Il decennio successivo Toni lo comincia con un film libero e originale, “Gorbaciof”, per poi immergersi nel dramma familiare con “Una vita tranquilla” e tornare alla storia recente del nostro paese con “Il gioiellino”, che segna un nuovo sodalizio artistico con Molaioli e racconta la grave crisi finanziaria italiana degli ultimi tempi.
Sostanzialmente nuova, perché consente all’attore di cimentarsi nella comicità grottesca, è per Servillo l’esperienza di “E’ stato il figlio”, exploit di Daniele Ciprì senza Franco Maresco. Quasi contemporaneamente l’attore lavora con Marco Bellocchio in “Bella addormentata”. Interpreta quindi due fratelli gemelli in “Viva la libertà” di Roberto Andò, puntuale e insolito ritratto della scena politica italiana vista attraverso gli occhi di un uomo gentile e un po’ folle. Toni si farà nuovamente dirigere dal regista nel 2016 ne “Le confessioni”. Il prossimo film in cui vedremo Servillo, che è anche doppiatore e che continua con impegno e sacra devozione al teatro, è “Lasciati andare”, in cui ricoprirà il ruolo di uno psicanalista ebreo della scuola freudiana.
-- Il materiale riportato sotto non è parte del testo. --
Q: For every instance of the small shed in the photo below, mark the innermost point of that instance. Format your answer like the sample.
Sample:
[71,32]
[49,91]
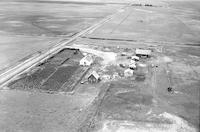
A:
[142,53]
[132,66]
[128,73]
[93,77]
[86,61]
[135,58]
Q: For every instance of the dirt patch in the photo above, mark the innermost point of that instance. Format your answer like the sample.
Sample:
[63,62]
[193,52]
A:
[34,80]
[61,76]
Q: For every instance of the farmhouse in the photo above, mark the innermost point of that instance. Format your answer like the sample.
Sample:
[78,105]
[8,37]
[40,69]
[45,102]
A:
[128,73]
[86,61]
[143,53]
[135,58]
[93,77]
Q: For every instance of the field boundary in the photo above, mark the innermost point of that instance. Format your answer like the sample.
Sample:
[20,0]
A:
[23,67]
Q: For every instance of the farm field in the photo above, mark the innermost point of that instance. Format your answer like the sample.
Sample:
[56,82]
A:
[157,90]
[28,27]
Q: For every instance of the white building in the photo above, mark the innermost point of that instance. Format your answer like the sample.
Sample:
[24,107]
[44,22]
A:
[86,61]
[128,73]
[135,58]
[142,52]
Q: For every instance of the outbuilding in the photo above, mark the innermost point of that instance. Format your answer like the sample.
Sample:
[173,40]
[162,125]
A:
[135,58]
[93,77]
[86,61]
[128,73]
[143,53]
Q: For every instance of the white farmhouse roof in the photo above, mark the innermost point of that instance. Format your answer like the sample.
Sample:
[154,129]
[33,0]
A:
[87,60]
[142,52]
[135,58]
[95,74]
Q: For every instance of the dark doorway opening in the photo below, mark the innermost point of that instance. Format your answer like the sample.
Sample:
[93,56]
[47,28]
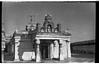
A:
[44,51]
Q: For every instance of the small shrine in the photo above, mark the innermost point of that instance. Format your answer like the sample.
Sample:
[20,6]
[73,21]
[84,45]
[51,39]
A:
[40,42]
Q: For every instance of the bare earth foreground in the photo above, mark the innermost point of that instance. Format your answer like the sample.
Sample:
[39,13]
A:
[76,58]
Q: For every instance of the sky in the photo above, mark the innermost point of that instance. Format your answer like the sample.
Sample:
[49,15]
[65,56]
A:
[78,17]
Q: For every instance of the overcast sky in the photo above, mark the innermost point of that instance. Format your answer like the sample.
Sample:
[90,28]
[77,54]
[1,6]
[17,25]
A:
[79,17]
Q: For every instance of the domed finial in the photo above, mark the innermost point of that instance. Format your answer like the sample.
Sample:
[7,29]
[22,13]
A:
[48,17]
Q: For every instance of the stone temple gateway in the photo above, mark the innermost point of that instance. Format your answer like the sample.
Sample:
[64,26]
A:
[39,42]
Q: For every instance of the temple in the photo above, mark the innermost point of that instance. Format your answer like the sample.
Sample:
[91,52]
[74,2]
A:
[39,42]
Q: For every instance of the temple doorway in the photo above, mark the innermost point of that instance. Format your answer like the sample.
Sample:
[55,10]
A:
[45,49]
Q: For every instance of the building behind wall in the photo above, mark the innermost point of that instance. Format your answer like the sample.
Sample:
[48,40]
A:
[38,42]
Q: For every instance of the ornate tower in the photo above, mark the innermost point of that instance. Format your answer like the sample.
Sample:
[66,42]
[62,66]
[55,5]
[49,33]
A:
[48,23]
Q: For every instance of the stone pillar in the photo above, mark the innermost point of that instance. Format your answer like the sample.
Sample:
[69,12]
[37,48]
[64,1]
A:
[61,50]
[69,50]
[65,49]
[17,43]
[56,49]
[38,58]
[3,47]
[51,50]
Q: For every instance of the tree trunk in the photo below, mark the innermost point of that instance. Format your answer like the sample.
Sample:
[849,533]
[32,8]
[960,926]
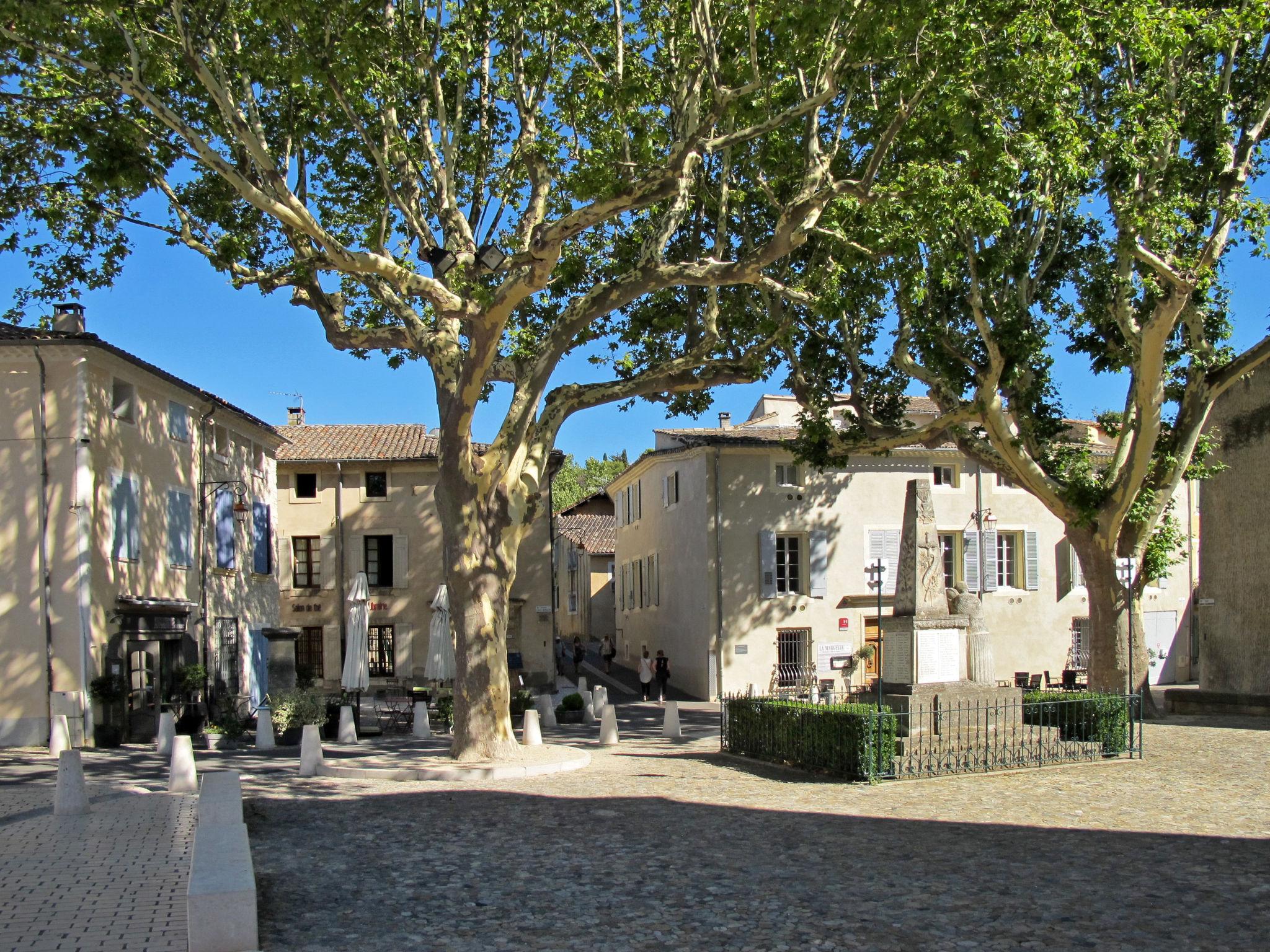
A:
[481,550]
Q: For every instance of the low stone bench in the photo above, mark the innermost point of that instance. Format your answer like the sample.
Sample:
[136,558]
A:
[220,901]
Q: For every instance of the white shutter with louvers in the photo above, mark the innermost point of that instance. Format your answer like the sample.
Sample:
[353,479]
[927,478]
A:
[990,560]
[766,564]
[819,563]
[970,560]
[1032,562]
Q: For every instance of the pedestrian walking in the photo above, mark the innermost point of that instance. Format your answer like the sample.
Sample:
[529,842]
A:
[662,672]
[646,676]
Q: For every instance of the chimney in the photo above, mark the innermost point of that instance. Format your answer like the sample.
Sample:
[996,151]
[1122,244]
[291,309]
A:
[69,318]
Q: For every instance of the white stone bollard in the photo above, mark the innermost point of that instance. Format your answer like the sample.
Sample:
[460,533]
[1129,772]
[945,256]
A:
[310,751]
[347,729]
[182,775]
[671,721]
[70,799]
[609,726]
[422,728]
[265,730]
[167,731]
[531,734]
[59,735]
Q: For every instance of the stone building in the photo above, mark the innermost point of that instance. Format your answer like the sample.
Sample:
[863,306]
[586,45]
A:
[1233,594]
[146,507]
[355,498]
[751,570]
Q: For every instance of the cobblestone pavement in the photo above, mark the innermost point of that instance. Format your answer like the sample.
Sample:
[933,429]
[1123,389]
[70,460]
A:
[113,880]
[664,845]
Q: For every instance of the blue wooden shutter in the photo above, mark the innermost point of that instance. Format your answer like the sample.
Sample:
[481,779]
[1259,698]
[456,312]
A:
[262,541]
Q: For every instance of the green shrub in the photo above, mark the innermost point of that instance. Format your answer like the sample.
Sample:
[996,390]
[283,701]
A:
[1081,715]
[848,741]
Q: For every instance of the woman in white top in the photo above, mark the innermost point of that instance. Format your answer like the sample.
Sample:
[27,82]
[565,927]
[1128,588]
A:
[646,676]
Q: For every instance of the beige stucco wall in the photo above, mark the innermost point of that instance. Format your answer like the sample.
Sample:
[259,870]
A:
[86,446]
[409,513]
[1235,630]
[1032,630]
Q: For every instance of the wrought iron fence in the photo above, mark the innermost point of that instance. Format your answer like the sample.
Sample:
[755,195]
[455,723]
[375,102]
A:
[848,735]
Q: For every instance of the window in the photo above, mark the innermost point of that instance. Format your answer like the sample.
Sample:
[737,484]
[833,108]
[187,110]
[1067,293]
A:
[1008,560]
[793,650]
[123,402]
[306,559]
[180,509]
[379,562]
[789,565]
[126,512]
[949,551]
[788,475]
[223,518]
[379,645]
[309,650]
[306,485]
[262,540]
[178,421]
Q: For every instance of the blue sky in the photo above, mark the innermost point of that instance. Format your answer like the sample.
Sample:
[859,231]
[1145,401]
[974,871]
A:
[172,309]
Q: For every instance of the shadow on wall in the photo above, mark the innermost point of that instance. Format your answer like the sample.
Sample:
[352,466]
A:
[765,878]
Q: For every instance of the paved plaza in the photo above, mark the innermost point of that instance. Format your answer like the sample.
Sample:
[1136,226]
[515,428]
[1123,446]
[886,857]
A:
[671,845]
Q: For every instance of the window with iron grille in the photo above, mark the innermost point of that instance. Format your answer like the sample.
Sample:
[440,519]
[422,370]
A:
[793,650]
[379,645]
[309,650]
[306,553]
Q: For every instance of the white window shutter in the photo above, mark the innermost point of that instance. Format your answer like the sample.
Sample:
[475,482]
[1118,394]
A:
[1032,559]
[285,563]
[401,560]
[766,564]
[990,560]
[970,560]
[819,563]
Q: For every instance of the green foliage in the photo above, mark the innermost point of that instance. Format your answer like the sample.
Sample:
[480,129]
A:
[1081,715]
[295,708]
[573,483]
[855,742]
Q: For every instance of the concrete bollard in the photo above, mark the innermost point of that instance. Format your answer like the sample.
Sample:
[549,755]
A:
[70,799]
[347,729]
[59,735]
[182,775]
[310,751]
[609,726]
[531,735]
[167,731]
[671,721]
[422,728]
[265,730]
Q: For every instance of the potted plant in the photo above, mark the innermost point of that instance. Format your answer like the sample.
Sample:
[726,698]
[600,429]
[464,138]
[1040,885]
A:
[107,691]
[572,708]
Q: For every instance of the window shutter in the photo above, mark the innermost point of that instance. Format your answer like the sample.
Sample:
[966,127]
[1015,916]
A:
[819,562]
[970,560]
[401,553]
[768,564]
[1032,559]
[990,560]
[286,560]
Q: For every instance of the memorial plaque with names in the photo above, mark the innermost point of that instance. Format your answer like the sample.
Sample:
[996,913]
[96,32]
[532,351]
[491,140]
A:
[938,655]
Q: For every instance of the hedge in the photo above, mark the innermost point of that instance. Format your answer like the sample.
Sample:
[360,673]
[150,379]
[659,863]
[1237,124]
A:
[1081,715]
[832,738]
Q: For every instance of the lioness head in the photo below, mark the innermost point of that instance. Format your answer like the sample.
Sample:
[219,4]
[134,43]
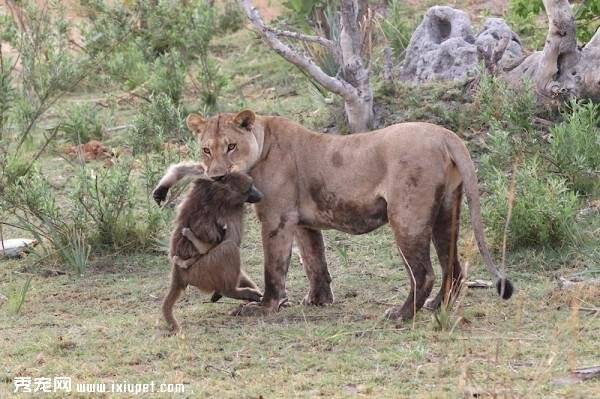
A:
[228,142]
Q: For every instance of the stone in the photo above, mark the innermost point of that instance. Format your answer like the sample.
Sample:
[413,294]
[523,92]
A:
[443,47]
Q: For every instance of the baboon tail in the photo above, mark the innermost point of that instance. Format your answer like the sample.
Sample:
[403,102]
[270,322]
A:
[216,296]
[167,306]
[461,157]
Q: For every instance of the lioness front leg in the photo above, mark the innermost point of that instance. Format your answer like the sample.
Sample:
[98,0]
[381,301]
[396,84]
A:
[312,251]
[277,239]
[175,174]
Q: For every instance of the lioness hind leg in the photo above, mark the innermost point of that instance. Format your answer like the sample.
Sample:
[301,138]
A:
[248,294]
[312,252]
[445,238]
[413,245]
[167,306]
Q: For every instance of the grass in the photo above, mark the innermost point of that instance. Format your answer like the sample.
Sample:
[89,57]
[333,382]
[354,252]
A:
[106,326]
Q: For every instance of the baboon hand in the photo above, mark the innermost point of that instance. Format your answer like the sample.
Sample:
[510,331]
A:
[160,194]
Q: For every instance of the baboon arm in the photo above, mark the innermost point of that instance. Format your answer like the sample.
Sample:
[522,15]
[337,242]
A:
[200,246]
[174,174]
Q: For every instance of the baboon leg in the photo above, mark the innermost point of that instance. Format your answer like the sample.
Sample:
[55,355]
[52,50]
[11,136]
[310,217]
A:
[312,251]
[246,281]
[248,294]
[184,263]
[445,237]
[200,246]
[413,238]
[167,307]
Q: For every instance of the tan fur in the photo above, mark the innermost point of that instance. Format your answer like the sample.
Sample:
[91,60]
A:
[411,175]
[205,242]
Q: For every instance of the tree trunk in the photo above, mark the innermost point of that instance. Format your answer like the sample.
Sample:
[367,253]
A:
[561,70]
[353,85]
[359,108]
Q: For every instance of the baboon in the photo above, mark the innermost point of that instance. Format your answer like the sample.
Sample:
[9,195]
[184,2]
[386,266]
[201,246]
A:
[204,249]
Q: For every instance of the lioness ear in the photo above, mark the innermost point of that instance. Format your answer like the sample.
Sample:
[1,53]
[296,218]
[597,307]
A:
[245,119]
[195,122]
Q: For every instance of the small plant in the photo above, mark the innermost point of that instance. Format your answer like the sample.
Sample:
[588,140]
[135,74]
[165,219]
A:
[575,147]
[159,120]
[17,295]
[76,252]
[504,107]
[212,82]
[167,76]
[107,198]
[81,124]
[231,18]
[398,27]
[543,212]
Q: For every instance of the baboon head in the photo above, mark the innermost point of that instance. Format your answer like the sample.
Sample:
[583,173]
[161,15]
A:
[239,188]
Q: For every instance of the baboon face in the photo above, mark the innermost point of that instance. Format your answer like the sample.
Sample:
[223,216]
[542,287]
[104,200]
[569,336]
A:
[240,188]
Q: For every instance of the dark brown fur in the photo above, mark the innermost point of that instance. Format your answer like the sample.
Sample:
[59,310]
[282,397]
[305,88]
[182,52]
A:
[213,211]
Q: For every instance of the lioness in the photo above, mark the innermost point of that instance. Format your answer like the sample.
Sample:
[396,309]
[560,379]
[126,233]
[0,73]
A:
[410,175]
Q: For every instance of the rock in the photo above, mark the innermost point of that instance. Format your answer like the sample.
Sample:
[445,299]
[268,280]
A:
[492,31]
[14,247]
[443,46]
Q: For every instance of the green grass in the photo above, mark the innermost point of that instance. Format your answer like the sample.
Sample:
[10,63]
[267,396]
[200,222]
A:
[106,326]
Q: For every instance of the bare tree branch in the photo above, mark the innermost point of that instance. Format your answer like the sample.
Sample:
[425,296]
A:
[332,84]
[305,38]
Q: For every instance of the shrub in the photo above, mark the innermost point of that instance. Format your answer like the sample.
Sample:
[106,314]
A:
[107,198]
[159,120]
[231,18]
[81,124]
[504,107]
[575,147]
[168,76]
[543,209]
[399,26]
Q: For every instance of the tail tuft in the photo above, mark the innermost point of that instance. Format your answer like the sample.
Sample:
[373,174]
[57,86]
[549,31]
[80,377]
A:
[508,288]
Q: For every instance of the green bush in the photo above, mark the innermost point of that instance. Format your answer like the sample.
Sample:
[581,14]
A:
[231,18]
[543,211]
[81,123]
[158,121]
[399,26]
[168,76]
[504,107]
[575,147]
[107,198]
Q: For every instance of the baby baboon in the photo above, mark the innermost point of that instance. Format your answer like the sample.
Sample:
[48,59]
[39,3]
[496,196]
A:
[205,243]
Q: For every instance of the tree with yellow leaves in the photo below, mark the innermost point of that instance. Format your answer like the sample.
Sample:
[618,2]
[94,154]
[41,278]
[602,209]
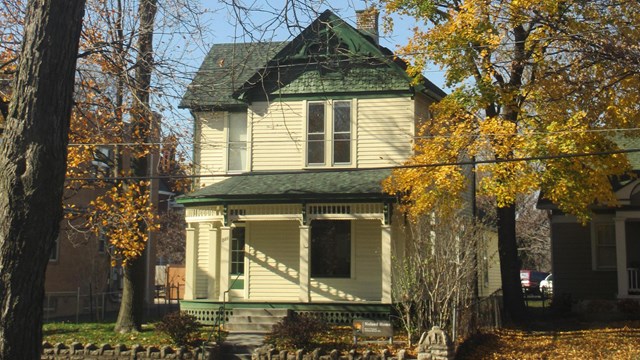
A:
[536,83]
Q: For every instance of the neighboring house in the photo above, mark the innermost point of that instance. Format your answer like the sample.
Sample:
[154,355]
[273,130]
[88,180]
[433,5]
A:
[599,260]
[292,142]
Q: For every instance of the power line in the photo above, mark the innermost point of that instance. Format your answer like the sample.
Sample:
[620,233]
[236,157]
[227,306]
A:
[342,170]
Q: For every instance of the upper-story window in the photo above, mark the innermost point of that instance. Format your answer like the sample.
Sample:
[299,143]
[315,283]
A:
[237,142]
[329,133]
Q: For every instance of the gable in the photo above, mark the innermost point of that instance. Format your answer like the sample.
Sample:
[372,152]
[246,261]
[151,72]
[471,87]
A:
[329,57]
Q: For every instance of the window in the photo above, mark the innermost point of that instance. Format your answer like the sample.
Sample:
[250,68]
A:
[53,256]
[604,246]
[331,248]
[237,250]
[237,142]
[321,124]
[315,134]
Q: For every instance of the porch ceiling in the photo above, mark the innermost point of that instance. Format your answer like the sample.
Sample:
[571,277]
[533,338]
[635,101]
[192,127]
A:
[360,185]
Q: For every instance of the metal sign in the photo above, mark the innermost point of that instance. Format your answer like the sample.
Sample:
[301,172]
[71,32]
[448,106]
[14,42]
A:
[372,328]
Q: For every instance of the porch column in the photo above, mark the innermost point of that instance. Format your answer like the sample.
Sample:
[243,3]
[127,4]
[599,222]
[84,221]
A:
[385,253]
[214,268]
[225,253]
[621,257]
[304,263]
[191,265]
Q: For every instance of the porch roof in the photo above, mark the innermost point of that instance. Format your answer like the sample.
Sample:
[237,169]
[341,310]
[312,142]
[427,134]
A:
[278,187]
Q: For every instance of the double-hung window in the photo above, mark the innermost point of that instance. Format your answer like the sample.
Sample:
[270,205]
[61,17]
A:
[237,143]
[329,133]
[604,246]
[331,249]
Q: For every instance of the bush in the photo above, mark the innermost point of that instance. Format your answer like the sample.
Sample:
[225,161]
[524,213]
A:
[629,306]
[297,331]
[179,326]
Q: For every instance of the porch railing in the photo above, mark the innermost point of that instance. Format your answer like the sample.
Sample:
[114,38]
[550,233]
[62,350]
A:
[634,279]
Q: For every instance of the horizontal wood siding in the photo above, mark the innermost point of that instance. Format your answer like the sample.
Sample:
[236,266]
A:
[202,260]
[276,135]
[365,282]
[384,131]
[273,255]
[210,147]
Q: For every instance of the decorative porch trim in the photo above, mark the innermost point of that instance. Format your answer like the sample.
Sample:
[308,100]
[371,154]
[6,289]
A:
[336,313]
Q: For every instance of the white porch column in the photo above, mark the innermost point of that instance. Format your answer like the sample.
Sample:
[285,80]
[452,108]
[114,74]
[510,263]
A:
[214,268]
[225,254]
[304,263]
[621,257]
[191,265]
[385,253]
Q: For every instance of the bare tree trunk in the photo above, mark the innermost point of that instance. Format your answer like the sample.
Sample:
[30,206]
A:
[32,169]
[509,264]
[132,306]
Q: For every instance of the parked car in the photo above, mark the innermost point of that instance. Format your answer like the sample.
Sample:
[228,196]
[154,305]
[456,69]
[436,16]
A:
[530,280]
[546,285]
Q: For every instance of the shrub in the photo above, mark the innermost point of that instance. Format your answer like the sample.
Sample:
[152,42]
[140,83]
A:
[629,306]
[297,331]
[179,326]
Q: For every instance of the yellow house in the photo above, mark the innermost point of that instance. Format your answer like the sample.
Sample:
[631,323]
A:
[292,141]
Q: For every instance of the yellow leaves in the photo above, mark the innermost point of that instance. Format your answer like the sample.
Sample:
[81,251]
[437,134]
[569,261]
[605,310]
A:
[125,216]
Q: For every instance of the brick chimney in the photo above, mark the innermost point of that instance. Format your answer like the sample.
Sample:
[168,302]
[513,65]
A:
[367,22]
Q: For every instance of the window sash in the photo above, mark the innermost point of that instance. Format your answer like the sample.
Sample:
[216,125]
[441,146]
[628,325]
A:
[237,142]
[605,246]
[237,250]
[330,249]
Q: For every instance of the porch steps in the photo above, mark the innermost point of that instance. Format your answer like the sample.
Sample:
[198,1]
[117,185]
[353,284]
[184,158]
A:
[254,320]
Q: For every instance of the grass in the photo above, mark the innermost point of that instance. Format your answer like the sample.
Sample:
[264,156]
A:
[102,333]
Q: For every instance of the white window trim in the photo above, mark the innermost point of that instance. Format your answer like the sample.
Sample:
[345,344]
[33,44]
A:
[599,220]
[227,123]
[328,134]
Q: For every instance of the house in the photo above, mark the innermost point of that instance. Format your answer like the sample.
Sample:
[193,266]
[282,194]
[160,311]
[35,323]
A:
[292,141]
[599,260]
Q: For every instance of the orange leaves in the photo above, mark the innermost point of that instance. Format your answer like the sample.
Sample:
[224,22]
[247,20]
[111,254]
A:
[125,216]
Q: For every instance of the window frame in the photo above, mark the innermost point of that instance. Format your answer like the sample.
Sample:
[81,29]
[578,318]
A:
[232,144]
[329,136]
[597,225]
[243,251]
[351,247]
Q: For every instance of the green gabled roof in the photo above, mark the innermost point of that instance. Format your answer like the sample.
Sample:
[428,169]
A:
[325,186]
[225,68]
[330,56]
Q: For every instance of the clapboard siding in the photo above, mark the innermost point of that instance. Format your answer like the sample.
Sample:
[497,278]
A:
[276,135]
[210,148]
[273,255]
[365,283]
[202,260]
[384,131]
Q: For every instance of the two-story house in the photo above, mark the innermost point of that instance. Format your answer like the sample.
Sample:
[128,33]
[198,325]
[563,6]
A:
[292,141]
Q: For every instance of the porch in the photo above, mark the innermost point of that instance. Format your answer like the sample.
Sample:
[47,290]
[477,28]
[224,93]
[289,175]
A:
[206,311]
[627,240]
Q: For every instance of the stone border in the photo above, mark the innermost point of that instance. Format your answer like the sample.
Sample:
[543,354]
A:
[78,351]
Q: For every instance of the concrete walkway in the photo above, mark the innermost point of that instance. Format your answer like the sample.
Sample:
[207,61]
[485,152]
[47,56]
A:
[240,345]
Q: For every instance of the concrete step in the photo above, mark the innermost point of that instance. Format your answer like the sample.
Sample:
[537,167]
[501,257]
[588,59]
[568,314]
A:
[261,312]
[248,327]
[249,319]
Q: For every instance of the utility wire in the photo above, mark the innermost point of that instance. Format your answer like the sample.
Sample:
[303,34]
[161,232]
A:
[342,170]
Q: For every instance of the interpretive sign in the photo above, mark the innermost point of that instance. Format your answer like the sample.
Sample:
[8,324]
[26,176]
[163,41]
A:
[372,328]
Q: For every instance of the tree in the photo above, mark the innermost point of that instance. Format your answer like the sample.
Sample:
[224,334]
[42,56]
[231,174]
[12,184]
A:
[32,168]
[521,87]
[434,283]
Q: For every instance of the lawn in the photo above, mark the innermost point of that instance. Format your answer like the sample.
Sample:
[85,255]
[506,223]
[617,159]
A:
[102,333]
[615,340]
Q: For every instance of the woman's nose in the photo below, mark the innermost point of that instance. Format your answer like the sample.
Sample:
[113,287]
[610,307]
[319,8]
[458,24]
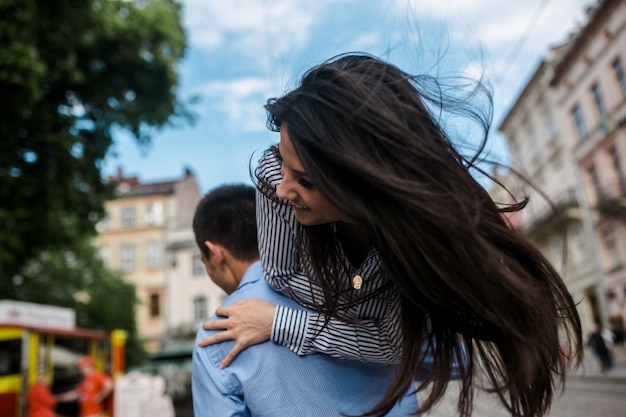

“Non avrei mai immaginato di fare del cinema - racconta - pur appartenendo a una generazione che ha coltivato entrambe le passioni, cinema e teatro. Io mi sono sempre considerato un uomo di teatro. Il cinema è arrivato piuttosto tardi, ma in una maniera molto bella, un’avventura umana molto importante. All’interno della nostra compagnia teatrale Martone ebbe l’idea di fare un film”.
Ai giovani che vogliono lavorare nel cinema suggerisce: “Non cercate qualcuno che vi piazza sul mercato, piazzatevi da soli, rompendo le scatole, impegnandovi con determinazione, ma non aspettando. Questo è un mestiere che si fa in modo gratuito, non è un lavoro con cui si guadagna,. sono cose che arrivano dopo molto tempo. Non è un impiego”.
Servillo ha raccontato che quando era piccolo la sua famiglia “molto allargata” aveva l’abitudine di sedersi la sera a guardare le commedie di Eduardo, “un rito familiare”: “Queste commedie spesso erano popolate di padri irresponsabili, famiglie schizzogene, madri sull’orlo di una crisi di nervi. Ricordo che una sera guardando con attenzione una di queste commedie mi sono guardato indietro e mi sono detto che alle spalle avevo gli stessi che vedevo in televisione”.